Allah Düşmanını Affedemezsin!

Resûl-i Ekrem Efendimiz’in bu davranışında da başka bir nükte vardır:

Allah Teâlâ, “Sen af ve müsamaha yolunu tut, iyiliği emret ve cahillere aldırış etme.”21 gibi âyet-i kerimelerle afv u safhı emir buyurmaktadır;

(18)

dolayısıyla, mü’minler, hataları büyütmemeli, elden geldiğince kusurları örtmeli ve en affedilmeyecek kabahatları bile bağışlamalıdırlar. Fakat hiçbir mü’min, Allah’a ait hukukun söz konusu olduğu yerde, dine ve dindara düşmanlık edenler hakkında “Ben her şeyi affettim; Allahım, Sen de affet.”

diyemez. Ömür boyu Allah’ı inkâr etmiş, dine hakarette bulunmuş, İnsanlığın İftihar Tablosu aleyhinde ağza alınamayacak sözler söylemiş, Kur’ân’a dil uzatmış bir insanın affını dilemek kimsenin haddi değildir; öyle bir istek, her şeyden önce Allah’a karşı saygısızlıktır. Bu konuda mü’minler sadece “Ben diğer hakları hak sahiplerine havale ederek kendi hakkımdan vaz geçiyorum.”

diyebilirler. Nitekim Allah Resûlü de Abdullah İbn Übeyy’e karşı kendi hakkından vazgeçmiş ama onun için istiğfarda bulunmamıştır.

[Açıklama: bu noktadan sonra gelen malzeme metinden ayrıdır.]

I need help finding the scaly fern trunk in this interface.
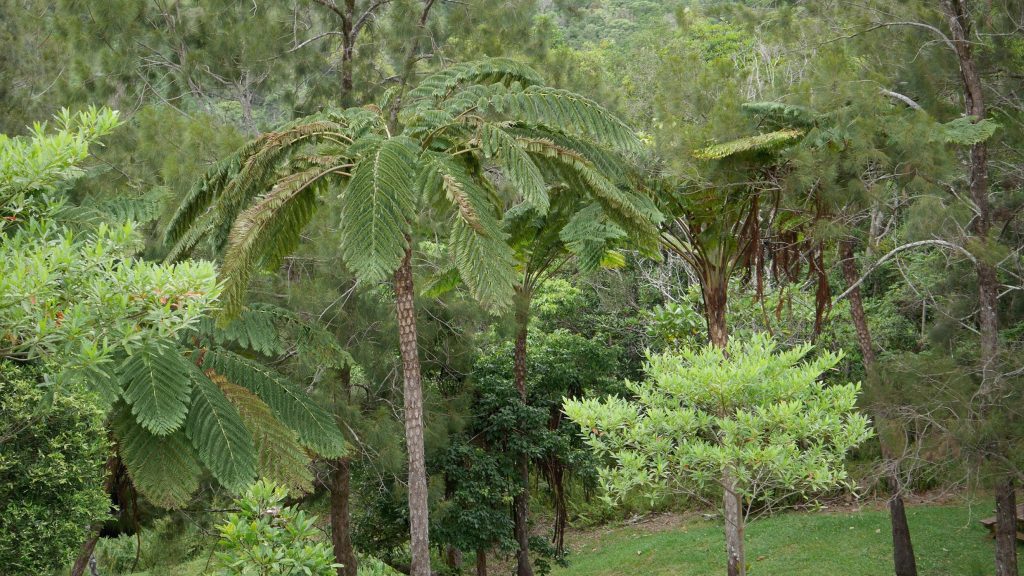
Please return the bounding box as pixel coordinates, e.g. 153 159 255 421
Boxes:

Affetmek, Resûl-i Ekrem’in (sallallâhu aleyhi ve sellem) ahlâkıdır. O hayatı boyunca bu ahlâkın gereğini ortaya koymuş; Mekke’de kendisine eziyet edenleri ve Bedir, Uhud, Hendek savaşlarında Müslümanlara saldırıp onları yok etmek isteyenleri bile sonradan İslâm’a girince affetmiştir. Kur’ân-ı Kerim, Efendimiz’in bu güzel huyunu sena sadedinde, “İnsanlara yumuşak davranman da Allah’ın merhametinin eseridir. Eğer katı yürekli, kaba biri olsaydın, insanlar senin etrafından dağılıverirlerdi. Öyleyse onların kusurlarını affet, onlar için mağfiret dile ve işleri onlarla müşavere et. Bir kere de azmettin mi, yalnız Allah’a tevekkül et. Allah muhakkak ki kendisine dayanıp güvenenleri sever.”22 buyurmuştur.

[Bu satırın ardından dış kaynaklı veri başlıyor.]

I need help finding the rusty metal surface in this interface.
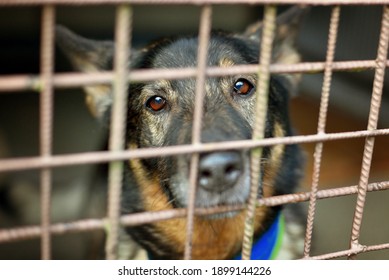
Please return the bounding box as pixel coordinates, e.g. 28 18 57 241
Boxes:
39 6 55 260
0 128 389 172
0 0 388 6
184 5 212 260
105 5 132 260
350 6 389 258
0 60 389 94
242 6 277 260
304 6 340 257
0 181 389 259
0 0 389 259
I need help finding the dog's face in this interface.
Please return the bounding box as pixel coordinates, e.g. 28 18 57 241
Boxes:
128 35 256 212
57 6 299 258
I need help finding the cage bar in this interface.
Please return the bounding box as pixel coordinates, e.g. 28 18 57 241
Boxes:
304 6 340 257
0 60 389 94
184 5 212 260
350 6 389 258
0 0 389 259
105 5 132 260
242 6 277 260
40 3 55 260
1 0 387 6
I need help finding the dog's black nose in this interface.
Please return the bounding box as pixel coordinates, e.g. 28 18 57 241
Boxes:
198 152 243 192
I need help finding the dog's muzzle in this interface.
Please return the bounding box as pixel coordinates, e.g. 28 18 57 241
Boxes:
198 152 243 193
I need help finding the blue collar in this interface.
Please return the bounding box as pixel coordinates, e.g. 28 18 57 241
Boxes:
233 214 285 260
147 213 285 260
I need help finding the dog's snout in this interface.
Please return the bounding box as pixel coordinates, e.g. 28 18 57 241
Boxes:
198 152 243 192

Evet, Allah Resûlü ve selef-i salihîn efendilerimiz afv u safh yörüngeli bir ömür sürmüşlerdir ama güzel ahlâklı olmak, kusurları görmemek, hataları affetmek ve insanları bağışlamak bazen çok zordur. Öyle ki, biri gelir, size arkadan bir tekme vurur. Sonra hıncını alamaz, karnınıza da bir yumruk atar.

Bakar ki, siz mukabele etmiyorsunuz, bu defa da yüzünüze bir tokat aşk eder.

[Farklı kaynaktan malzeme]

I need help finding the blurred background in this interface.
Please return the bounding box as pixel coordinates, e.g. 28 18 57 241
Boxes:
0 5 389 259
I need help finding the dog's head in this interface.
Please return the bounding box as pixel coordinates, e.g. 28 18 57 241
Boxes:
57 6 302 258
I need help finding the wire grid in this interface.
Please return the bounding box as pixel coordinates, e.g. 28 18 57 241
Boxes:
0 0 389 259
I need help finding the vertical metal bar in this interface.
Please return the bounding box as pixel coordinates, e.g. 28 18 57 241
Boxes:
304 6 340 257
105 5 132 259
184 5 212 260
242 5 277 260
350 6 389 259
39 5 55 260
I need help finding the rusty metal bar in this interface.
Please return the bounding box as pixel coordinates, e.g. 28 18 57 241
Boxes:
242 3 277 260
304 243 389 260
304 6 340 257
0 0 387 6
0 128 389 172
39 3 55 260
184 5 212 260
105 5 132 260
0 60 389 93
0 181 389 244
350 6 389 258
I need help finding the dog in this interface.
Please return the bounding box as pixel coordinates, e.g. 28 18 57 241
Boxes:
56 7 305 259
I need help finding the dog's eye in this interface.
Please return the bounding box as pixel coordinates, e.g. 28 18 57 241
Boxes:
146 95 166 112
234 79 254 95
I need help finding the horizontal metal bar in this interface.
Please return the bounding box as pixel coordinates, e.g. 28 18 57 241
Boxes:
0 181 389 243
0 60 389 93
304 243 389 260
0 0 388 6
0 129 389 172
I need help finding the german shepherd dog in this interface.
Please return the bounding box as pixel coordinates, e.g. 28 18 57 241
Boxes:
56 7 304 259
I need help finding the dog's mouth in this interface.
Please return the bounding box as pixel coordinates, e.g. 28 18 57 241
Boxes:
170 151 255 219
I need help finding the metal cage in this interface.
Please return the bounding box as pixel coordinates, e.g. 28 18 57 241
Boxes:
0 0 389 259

Bütün bu saldırılara bedel, adalet ve ruhsat aynıyla karşılık vermeye müsaade ediyorken, insanın af ve müsamaha yolunu tutması ve azimeti tercih etmesi ancak kulun kendisini unutması, enaniyeti terk ufkunda yaşaması ve bütün ağyar mülâhazalarından kalbini arındırmış olmasıyla mümkündür.

Belh’i Unutmak Gerek!

Rivayetlere göre; İbrahim Ethem Hazretleri, Belh’de hükümdarlık sırası bekleyen bir prens iken tahtı, saltanatı ve dünyevî meşgaleleri terk ederek hakikat yolunda seyr u süluka durur; bir üstada el verir. Bir gün üstadı onu imtihan etmek için bir müridini görevlendirir. O da gider, ayağına geçirdiği mahmuz gibi bir şeyle İbrahim Ethem’in ayaklarına vurup durur. Ayaklarından kanlar akan İbrahim Ethem bize göre çok kâmilâne olan şu sözü söyler:

(19)

“Dostum, biz nefis davasını Belh’te bıraktık, beyhude uğraşıyorsun.” Bu söz imtihan için gönderilen müridin de çok hoşuna gider; muhatabının kötülüğü iyilikle savma alicenaplığını takdir eder. Sonra üstadının yanına varır, olup biteni anlatır. Üstad anlatılanları dinledikten sonra hükmünü verir, “Demek ki, o hâlâ Belh’i unutamamış.” der.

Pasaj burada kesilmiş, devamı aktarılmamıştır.